Path: utzoo!utgpu!watmath!att!tut.cis.ohio-state.edu!cs.utexas.edu!uunet!mcvax!hp4nl!targon!andre
From: andre@targon.UUCP (andre)
Newsgroups: comp.unix.questions
Subject: Re: Bourne Shell FOR loop confusion
Keywords: why does it do this
Message-ID: <593@targon.UUCP>
Date: 14 Aug 89 10:27:06 GMT
References: <689@msa3b.UUCP>
Reply-To: andre@targon.UUCP (andre)
Organization: Nixdorf Computer BV., DO, P.O. Box 29,Vianen, The Netherlands
Lines: 36

In article <689@msa3b.UUCP> kevin@msa3b.UUCP (Kevin P. Kleinfelter) writes:
>When I enter the following:
>    y=y
>    for i in abc
>    do
>       y=$i
>    done < /dev/null
>    echo $y
>The output is "y", which is exactly what I want to know! ("why").

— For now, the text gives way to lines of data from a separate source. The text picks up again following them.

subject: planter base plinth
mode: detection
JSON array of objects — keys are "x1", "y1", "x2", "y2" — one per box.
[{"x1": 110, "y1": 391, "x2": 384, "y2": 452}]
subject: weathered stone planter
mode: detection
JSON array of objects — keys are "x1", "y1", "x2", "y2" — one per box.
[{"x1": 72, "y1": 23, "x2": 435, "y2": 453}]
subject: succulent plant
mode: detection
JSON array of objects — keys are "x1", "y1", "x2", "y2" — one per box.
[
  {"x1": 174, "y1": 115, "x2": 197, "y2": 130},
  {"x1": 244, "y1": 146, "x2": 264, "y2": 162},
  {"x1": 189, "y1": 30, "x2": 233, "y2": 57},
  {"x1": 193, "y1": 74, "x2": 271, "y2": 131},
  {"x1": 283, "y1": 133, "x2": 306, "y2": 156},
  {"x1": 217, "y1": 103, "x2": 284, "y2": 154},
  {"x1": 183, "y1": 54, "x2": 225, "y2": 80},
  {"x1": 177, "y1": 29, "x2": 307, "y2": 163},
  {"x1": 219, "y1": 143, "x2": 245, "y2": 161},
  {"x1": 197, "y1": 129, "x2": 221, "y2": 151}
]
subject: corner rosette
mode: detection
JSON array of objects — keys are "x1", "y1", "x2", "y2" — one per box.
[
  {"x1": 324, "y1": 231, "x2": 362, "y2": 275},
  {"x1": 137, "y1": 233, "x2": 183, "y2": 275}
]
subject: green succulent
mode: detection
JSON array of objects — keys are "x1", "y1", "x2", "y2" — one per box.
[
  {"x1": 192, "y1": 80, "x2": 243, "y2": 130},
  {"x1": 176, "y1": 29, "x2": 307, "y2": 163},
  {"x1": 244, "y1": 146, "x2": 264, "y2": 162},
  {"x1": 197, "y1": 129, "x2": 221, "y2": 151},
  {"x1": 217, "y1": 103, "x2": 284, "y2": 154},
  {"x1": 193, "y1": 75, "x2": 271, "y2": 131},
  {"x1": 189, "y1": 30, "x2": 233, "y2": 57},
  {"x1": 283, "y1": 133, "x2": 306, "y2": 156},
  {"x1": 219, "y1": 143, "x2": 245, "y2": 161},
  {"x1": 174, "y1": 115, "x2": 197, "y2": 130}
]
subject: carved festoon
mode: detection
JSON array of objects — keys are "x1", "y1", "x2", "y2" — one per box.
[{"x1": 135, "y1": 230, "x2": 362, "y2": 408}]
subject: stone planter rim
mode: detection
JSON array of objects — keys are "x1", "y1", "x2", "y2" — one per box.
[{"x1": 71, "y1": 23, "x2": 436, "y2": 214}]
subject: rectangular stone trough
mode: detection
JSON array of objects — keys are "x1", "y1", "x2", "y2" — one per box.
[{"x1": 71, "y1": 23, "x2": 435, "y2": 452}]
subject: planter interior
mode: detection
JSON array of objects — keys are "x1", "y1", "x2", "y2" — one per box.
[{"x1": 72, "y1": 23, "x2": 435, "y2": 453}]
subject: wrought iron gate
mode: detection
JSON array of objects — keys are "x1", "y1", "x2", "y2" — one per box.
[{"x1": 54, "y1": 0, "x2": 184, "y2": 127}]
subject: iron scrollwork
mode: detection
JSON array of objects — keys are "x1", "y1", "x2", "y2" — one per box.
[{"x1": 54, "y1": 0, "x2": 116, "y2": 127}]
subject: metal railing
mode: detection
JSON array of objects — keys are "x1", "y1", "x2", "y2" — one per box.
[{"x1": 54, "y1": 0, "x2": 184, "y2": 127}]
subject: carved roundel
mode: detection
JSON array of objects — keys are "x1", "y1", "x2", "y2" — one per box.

As long as a loop in the shell uses the stdin stdout and stderr of
that shell, the loop is executed by that shell, your loop however
redirects its stdin. The shell solves this by spawning a subshell that
has its stdin redirected. Your second loop is thus executed by a subshell
and the value of y stays "y".
If you echo the value of y inside the loop you see the right value, but
that value cannot be transferred back to the parent shell. Maybe you
can try something like,

    y=y
    y=`(
	for i in abc
	do
	   y=$i
	done
	echo $y
       ) < /dev/null `

I let the